Industry bodies urge caution over commodities rules
BRUSSELS – New rules for commodity derivatives businesses under the European Union's Capital Requirements Directive (CRD) and the Markets in Financial Instruments Directive (Mifid) must not become "inappropriate regulation", three major industry associations said in late June.
The associations penned the response for the European Commission, which had called for advice in 2006 on the introduction of new capital requirements and a new licensing regime that would be standard throughout the EU for firms that trade commodity derivatives. At the moment, some countries have some form of licensing and/or capital requirements, while others do not. Both the US and the UK have a fairly "light touch" regulatory regime for commodities businesses.

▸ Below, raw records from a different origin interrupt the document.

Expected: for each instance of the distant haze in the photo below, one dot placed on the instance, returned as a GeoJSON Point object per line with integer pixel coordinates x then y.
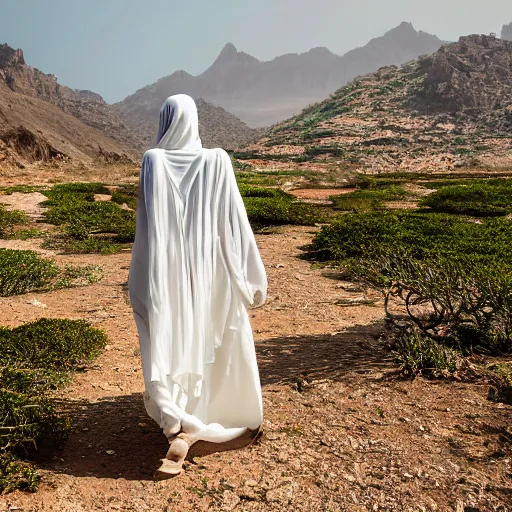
{"type": "Point", "coordinates": [115, 47]}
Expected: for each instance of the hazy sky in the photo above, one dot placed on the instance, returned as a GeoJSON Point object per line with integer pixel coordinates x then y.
{"type": "Point", "coordinates": [115, 47]}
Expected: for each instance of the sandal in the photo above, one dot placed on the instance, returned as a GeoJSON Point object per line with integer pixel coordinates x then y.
{"type": "Point", "coordinates": [172, 465]}
{"type": "Point", "coordinates": [202, 448]}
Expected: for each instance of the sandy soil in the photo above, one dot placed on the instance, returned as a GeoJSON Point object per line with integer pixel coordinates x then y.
{"type": "Point", "coordinates": [342, 431]}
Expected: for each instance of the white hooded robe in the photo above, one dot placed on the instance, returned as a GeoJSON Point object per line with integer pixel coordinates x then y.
{"type": "Point", "coordinates": [195, 270]}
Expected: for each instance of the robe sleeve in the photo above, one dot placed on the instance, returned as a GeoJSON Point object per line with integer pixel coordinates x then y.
{"type": "Point", "coordinates": [138, 279]}
{"type": "Point", "coordinates": [240, 252]}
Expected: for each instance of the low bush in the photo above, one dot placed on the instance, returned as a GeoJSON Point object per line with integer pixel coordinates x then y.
{"type": "Point", "coordinates": [36, 358]}
{"type": "Point", "coordinates": [417, 353]}
{"type": "Point", "coordinates": [273, 211]}
{"type": "Point", "coordinates": [127, 194]}
{"type": "Point", "coordinates": [449, 277]}
{"type": "Point", "coordinates": [501, 382]}
{"type": "Point", "coordinates": [369, 236]}
{"type": "Point", "coordinates": [90, 226]}
{"type": "Point", "coordinates": [25, 271]}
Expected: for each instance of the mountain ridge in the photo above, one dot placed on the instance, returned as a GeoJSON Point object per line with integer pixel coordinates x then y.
{"type": "Point", "coordinates": [439, 113]}
{"type": "Point", "coordinates": [261, 93]}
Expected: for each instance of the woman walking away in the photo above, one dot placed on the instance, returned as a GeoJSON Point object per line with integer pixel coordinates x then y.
{"type": "Point", "coordinates": [195, 270]}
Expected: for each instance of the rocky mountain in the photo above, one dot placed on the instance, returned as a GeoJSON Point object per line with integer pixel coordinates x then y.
{"type": "Point", "coordinates": [262, 93]}
{"type": "Point", "coordinates": [42, 120]}
{"type": "Point", "coordinates": [448, 110]}
{"type": "Point", "coordinates": [217, 128]}
{"type": "Point", "coordinates": [506, 32]}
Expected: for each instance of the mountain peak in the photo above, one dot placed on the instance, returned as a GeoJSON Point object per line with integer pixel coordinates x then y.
{"type": "Point", "coordinates": [228, 51]}
{"type": "Point", "coordinates": [406, 27]}
{"type": "Point", "coordinates": [10, 57]}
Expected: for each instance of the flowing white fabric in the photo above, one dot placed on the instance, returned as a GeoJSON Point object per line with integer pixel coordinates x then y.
{"type": "Point", "coordinates": [195, 270]}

Current EU rules include temporary exemptions for commodity firms that deal in commodity derivatives, but this exemption was set to change under the CRD and Mifid.
International Swaps and Derivatives Association (Isda) executives were optimistic about the potential outcome of EC thinking on any new commodity derivatives regulation. "We genuinely believe the commission has an open mind and is playing with a straight bat," says Isda's Brussels regulatory affairs liaison, Roger Cogan.
Isda penned the response along with the Futures and Options Association and the European Federation of Energy Traders.
Emmanuelle Sebton, head of risk management at Isda, says commodity derivatives firms should not be required to hold capital in a Basel II Pillar I-style arrangement, because the firms are not "systemic in the same way that financial services firms are". She argues that Pillar II and Pillar III rules should apply, so that firms are subject to review by home country regulators and must produce some risk disclosures for the public. Isda argues that requiring firms to hold capital could dent liquidity, and the lack of liquidity in the marketplace could increase levels of both credit and market risk.
However, a report by the Committee of European Banking Supervisors (CEBS) published in mid-June argues that the risks arising from commodities markets and other markets are the same, and that in the absence of risk mitigation, significant counterparty risk arises. The report also argues that while systemic risks exist, they vary widely across the various commodity markets and underlying products.
Cogan also argues that Mifid licensing rules should not apply as most counterparties to commodity derivative transactions are professional, and so the same focus on the protection of retail clients is not needed. The associations are arguing that the exemption in Mifid for commodity businesses remains.
CEBS is holding a hearing on the commodities business issue in early July, and the European Commission is planning its own hearing in the autumn. The EC is expected to produce a consultation document in the middle of 2008, with proposals – if any – coming at the end of 2008. The Committee of European Securities Regulators is also reviewing the subject of commodity derivatives.